With the above configuration, we have successfully created a persistent volume, a persistent volume claim, and mounted it to a Postgres pod. All the data created by the Postgres pod will be stored in the persistent volume.
Storage Class (SC)
In Kubernetes, a StorageClass is a blueprint for how a persistent volume should be created. It is very useful when you want to dynamically provision storage from an external source such as a cloud provider. For example, you may want to store your application’s data in an AWS S3 bucket. For this, you can easily create a Storage Class in Kubernetes using the AWS S3 plugin. All you need to do is create the appropriate Persistent Volume Claim (PVC) and mount it in your pod. The Persistent Volume will automatically be created by the Storage Class.
It simplifies managing storage because you can create different storage classes for different needs, like one for high-speed storage for a database and another for regular storage for file storage. Then, when you deploy your app, you can just pick the StorageClass that best suits your storage needs without worrying about the details of setting it up manually.
Every storage class has the following fields defined in it:
- Provisioner: The place from where the storage device is provisioned. For example, AWS S3 Buckets.
- Reclaim Policy: Same as the reclaim policies discussed for Persistent Volumes (PVs)

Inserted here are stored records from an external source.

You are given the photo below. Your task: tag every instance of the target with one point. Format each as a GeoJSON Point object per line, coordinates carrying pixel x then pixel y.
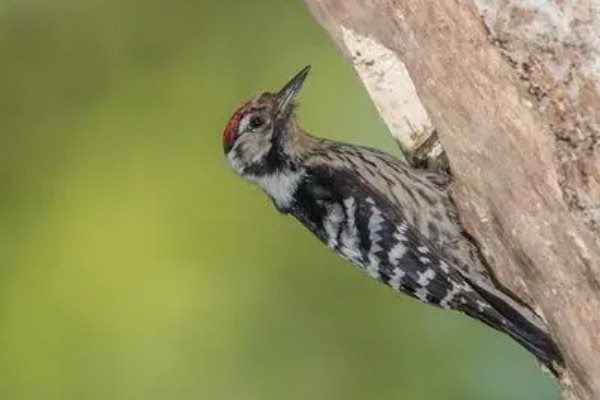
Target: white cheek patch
{"type": "Point", "coordinates": [280, 186]}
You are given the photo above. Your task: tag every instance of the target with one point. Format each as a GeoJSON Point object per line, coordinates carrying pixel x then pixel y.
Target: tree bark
{"type": "Point", "coordinates": [513, 89]}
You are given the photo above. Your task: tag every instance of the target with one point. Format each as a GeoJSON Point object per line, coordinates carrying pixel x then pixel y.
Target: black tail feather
{"type": "Point", "coordinates": [506, 318]}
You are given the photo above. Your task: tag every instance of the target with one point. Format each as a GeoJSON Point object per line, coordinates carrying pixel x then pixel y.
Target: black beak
{"type": "Point", "coordinates": [287, 94]}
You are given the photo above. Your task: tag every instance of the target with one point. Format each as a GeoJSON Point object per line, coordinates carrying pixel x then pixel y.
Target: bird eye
{"type": "Point", "coordinates": [256, 121]}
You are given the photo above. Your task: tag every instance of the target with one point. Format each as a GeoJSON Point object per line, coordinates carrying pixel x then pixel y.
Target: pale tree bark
{"type": "Point", "coordinates": [513, 89]}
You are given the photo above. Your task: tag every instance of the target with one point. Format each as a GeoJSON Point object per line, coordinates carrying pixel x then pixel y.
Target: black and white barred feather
{"type": "Point", "coordinates": [395, 222]}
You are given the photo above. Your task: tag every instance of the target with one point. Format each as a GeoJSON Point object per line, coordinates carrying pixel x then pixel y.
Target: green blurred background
{"type": "Point", "coordinates": [135, 265]}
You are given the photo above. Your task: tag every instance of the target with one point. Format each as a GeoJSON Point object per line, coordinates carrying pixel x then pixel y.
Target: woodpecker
{"type": "Point", "coordinates": [392, 220]}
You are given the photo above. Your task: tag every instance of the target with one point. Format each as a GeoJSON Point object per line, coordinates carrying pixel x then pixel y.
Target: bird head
{"type": "Point", "coordinates": [256, 136]}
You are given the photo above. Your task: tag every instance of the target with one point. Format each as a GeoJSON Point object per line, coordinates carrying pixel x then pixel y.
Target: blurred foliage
{"type": "Point", "coordinates": [135, 265]}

- Volume Binding Mode: This defines when should the Persistent Volume be created in the storage lifecycle. The options for the different binding modes are
Immediate
andWaitForFirstConsumer
.
Every Kubernetes cluster has a default storage class. The default storage class stores the data on the Node’s host path. To learn about all the different provisioners that can be used to create a storage class, please refer to this page in the official Kubernetes documentation.
Conclusion
Many different applications in Kubernetes require data to be persisted across different pods. Since pods are ephemeral, the data within the pods is lost once the pod is deleted. In order to ensure that the data is persisted, Kubernetes provides two resources i.e. Persistent Volumes and Persistent Volume Claims.
These resources can be used to create persistent Kubernetes Volumes and mount them in the pods using Kubernetes Volume and VolumeMounts. They can be configured in a number of different ways to ensure that they fit the requirements of the application running in the pod.